Expanding Multilingual Co-Speech Interaction: The Impact of Enhanced Gesture Units in Text-to-Gesture Synthesis for Digital Humans
Author(s) -
Ghazanfar Ali,
Woojoo Kim,
Muhammad Shahid Anwar,
Jae-In Hwang,
Ahyoung Choi
Publication year - 2025
Publication title -
ieee access
Language(s) - English
Resource type - Magazines
SCImago Journal Rank - 0.587
H-Index - 127
eISSN - 2169-3536
DOI - 10.1109/access.2025.3596328
Subject(s) - aerospace , bioengineering , communication, networking and broadcast technologies , components, circuits, devices and systems , computing and processing , engineered materials, dielectrics and plasmas , engineering profession , fields, waves and electromagnetics , general topics for engineers , geoscience , nuclear engineering , photonics and electrooptics , power, energy and industry applications , robotics and control systems , signal processing and analysis , transportation
In this study, we explore the effects of co-speech gesture generation on user experience in 3D digital human interaction by testing two key hypotheses. The first hypothesis posits that increasing the number of gestures enhances the user experience across criteria such as naturalness, human-likeness, temporal consistency, semantic consistency, and social presence. The second hypothesis suggests that language translation does not degrade the user experience across these criteria. To explore these hypotheses, we investigated three conditions using a digital human: voice only with no gestures, limited(56 gestures) co-speech gestures, and full system functionality with over 2000 unique gestures. For the second hypothesis, we used language translation to provide multilingual support, retrieving gestures from an English rule base.
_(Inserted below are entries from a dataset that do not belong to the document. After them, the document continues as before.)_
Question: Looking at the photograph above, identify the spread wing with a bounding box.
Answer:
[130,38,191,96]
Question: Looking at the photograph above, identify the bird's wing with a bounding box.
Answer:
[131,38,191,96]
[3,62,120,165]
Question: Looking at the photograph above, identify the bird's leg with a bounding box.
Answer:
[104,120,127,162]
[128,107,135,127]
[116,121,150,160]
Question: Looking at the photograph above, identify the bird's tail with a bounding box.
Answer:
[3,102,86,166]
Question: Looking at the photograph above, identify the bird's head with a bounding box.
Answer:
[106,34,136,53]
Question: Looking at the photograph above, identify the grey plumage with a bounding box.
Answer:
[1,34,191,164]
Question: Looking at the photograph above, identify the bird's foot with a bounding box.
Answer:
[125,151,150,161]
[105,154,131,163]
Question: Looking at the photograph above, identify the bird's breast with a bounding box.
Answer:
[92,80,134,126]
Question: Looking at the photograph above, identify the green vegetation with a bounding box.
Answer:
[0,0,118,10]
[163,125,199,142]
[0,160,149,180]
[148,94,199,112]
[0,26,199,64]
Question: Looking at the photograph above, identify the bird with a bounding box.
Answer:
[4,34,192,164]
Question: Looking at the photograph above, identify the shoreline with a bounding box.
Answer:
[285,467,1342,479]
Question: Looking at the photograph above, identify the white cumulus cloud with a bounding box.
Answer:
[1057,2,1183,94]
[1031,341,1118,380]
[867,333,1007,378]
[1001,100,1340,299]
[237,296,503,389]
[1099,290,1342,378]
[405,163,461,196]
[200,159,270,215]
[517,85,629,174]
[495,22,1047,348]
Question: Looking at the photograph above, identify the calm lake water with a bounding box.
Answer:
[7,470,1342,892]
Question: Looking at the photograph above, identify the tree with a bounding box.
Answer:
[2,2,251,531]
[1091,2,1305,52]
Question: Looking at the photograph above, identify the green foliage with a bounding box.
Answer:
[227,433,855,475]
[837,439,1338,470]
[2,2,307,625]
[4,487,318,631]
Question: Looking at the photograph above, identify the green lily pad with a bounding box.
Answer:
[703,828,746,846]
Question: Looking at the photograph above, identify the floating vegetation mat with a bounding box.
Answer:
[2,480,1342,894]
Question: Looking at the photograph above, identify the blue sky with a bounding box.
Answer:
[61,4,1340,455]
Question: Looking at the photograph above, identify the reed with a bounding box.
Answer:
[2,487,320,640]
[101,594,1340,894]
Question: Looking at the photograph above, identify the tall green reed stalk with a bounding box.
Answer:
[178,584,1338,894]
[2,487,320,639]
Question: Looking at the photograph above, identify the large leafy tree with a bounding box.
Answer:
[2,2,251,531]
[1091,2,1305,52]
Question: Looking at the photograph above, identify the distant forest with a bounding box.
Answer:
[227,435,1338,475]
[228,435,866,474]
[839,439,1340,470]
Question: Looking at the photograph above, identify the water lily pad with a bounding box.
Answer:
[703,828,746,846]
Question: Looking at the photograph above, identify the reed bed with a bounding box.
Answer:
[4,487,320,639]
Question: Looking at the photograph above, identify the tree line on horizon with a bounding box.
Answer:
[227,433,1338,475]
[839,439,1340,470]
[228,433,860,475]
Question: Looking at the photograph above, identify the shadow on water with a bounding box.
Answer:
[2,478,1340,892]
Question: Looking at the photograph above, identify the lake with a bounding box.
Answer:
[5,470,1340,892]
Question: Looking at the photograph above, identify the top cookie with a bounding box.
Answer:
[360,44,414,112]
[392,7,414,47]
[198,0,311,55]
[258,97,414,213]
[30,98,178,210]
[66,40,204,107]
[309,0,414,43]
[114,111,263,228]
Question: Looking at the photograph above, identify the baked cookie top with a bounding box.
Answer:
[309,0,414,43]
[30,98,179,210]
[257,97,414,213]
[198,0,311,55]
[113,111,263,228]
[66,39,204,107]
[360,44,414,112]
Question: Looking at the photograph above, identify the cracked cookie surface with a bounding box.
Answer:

We obtained text and pose from English videos and matched the pose with gesture units derived from Korean speakers’ motion-capture sequences, enhancing a comprehensive rule base that we used for gesture retrieval for given text input. We used translation of non-English input language to English for text matching. Our novel method utilizes an improved pipeline to extract text, 2D pose data, and 3D gesture units. Incorporating a cutting-edge gesture-pose matching model with deep contrastive learning, we retrieved gestures from a comprehensive rule base containing 210,000 rules. This approach optimizes alignment and generates realistic, semantically consistent co-speech gestures adaptable to various languages. A comprehensive user study evaluated our hypotheses. The results underscored the positive impact of diverse gestures, supporting the first hypothesis. Additionally, multilingual capabilities did not degrade the user experience, confirming the second hypothesis. Highlighting the scalability and flexibility of our method, this study provides valuable insights into cross-lingual data and expert systems for gesture generation, contributing significantly to more engaging and immersive digital human interactions and the broader field of human-computer interaction.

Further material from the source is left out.